Okay, ignoring its treatment of S&M and its pacing, is there anything actually good about this? Well, credit where it’s due that writer Niall Leonard (AKA E.L. James’ husband) knew well enough to try and make Anastasia to be more assertive with the re-write. And sure enough, the film keeps sprinkling in moments that are meant to show her dramatic and sexual agency… by comparison to the novel, but still, some effort was made. Not that I particularly care about this film trying to be legitimately good; adapting slightly-retuned fanfiction to be dead serious is still one of the dumber ideas in circulation right now. So, in light of my biggest criticism of the last film (that it wasn’t bad enough), did I get the entertaining inanity that I wanted this time around? Frankly, no. It’s bad, but it’s not of the hilariously mockable variety and it’s once again down to the handling of tone. The book maintained the little fanfic touches of the first, namely with Ana’s inner goddess and subconscious serving as symbolic cutaway gags, but also provided all these bizarre tonal shifts and legitimate cheesy rom-com moments that, despite myself, I had a good laugh at. Here, we rather obviously get none of that but they don’t even replace it with anything substantial. Run-on former submissives, what can only be classified as rape shenanigans at the hands of Jack Hyde (a two-faced antagonist called Jack Hyde, that’s how little E.L. was even trying in the first place) and empty threats that do little more than setup the sequel. Yeah, more of that please(!)
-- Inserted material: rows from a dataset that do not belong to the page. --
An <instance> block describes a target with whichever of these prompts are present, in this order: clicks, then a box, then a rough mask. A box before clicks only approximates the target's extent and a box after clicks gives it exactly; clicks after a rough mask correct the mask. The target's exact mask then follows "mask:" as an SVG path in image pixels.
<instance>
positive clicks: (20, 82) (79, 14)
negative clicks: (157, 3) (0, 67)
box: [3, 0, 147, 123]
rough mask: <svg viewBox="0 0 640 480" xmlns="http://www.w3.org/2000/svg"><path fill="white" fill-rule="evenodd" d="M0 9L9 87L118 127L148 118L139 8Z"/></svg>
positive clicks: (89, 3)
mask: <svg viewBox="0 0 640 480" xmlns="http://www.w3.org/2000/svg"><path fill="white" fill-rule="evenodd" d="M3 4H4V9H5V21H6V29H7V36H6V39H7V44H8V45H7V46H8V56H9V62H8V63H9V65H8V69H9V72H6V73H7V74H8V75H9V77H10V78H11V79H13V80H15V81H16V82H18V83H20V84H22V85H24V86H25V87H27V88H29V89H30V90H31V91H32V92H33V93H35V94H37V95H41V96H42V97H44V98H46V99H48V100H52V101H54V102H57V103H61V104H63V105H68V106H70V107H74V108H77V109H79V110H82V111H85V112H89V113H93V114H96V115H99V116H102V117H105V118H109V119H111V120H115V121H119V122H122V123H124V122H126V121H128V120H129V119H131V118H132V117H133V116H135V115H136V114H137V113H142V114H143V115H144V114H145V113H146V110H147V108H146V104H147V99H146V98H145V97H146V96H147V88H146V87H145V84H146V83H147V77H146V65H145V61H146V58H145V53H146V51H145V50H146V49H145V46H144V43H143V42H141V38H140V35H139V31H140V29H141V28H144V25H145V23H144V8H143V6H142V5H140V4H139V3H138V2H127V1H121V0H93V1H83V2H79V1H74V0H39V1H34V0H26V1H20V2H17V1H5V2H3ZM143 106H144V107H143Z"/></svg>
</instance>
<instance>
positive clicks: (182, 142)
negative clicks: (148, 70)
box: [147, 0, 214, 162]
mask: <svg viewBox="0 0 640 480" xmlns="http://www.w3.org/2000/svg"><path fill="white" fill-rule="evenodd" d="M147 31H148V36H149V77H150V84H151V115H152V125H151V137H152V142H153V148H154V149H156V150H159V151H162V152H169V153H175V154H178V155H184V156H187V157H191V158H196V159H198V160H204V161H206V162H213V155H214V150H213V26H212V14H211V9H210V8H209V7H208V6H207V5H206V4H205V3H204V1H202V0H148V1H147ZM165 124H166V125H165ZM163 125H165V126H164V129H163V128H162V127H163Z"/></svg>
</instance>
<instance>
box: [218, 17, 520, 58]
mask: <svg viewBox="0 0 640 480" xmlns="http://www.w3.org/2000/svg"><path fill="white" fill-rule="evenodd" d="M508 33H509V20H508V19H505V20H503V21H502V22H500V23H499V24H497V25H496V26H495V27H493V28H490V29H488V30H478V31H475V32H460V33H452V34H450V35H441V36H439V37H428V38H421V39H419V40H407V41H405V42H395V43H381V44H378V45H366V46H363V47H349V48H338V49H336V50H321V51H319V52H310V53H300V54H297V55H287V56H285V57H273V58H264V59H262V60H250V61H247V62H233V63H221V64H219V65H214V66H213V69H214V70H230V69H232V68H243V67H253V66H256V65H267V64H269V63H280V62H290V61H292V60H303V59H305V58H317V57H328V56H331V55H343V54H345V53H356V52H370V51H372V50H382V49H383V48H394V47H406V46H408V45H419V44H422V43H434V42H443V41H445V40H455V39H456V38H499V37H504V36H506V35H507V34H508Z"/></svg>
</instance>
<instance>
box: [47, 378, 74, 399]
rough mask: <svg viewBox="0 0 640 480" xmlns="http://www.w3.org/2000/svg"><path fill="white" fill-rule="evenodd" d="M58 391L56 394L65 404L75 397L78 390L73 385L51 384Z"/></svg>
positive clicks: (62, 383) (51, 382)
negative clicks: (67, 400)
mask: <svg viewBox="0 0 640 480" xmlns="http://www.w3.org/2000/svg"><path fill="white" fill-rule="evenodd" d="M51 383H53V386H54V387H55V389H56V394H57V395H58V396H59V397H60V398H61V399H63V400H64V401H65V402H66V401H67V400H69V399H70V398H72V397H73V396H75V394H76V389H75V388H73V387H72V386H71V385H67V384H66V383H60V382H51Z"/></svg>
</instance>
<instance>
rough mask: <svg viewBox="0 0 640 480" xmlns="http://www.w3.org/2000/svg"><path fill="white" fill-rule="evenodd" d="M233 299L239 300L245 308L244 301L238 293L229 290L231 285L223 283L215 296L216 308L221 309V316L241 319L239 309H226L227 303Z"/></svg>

All in all, this is basically just a CliffNotes version of the book, and a really damn incompetent one at that. The acting is okay, I guess, but it’s not as if the frantic pacing and editing give them any space to perform in. All the problems persist from the original, from its failure to titillate to its utter disrespect for the BDSM community, but now it’s bolstered by absolutely incoherent storytelling that just feels like it’s telling this story because the filmmakers have to and want it over and done with as quick as possible. I can’t say I blame them, but they could have at least made it a less painful journey in the process. This is worse than Resident Evil: The Final Chapter, which was gracious enough to allow for some unintentionally funny moments throughout; this takes itself way too friggin’ seriously for any of that to happen. However, with how spiteful this can get, it still doesn’t scrape the bottom of the barrel has hard as Collateral Beauty, and this film should count itself lucky because it barely inches out over that trash pile.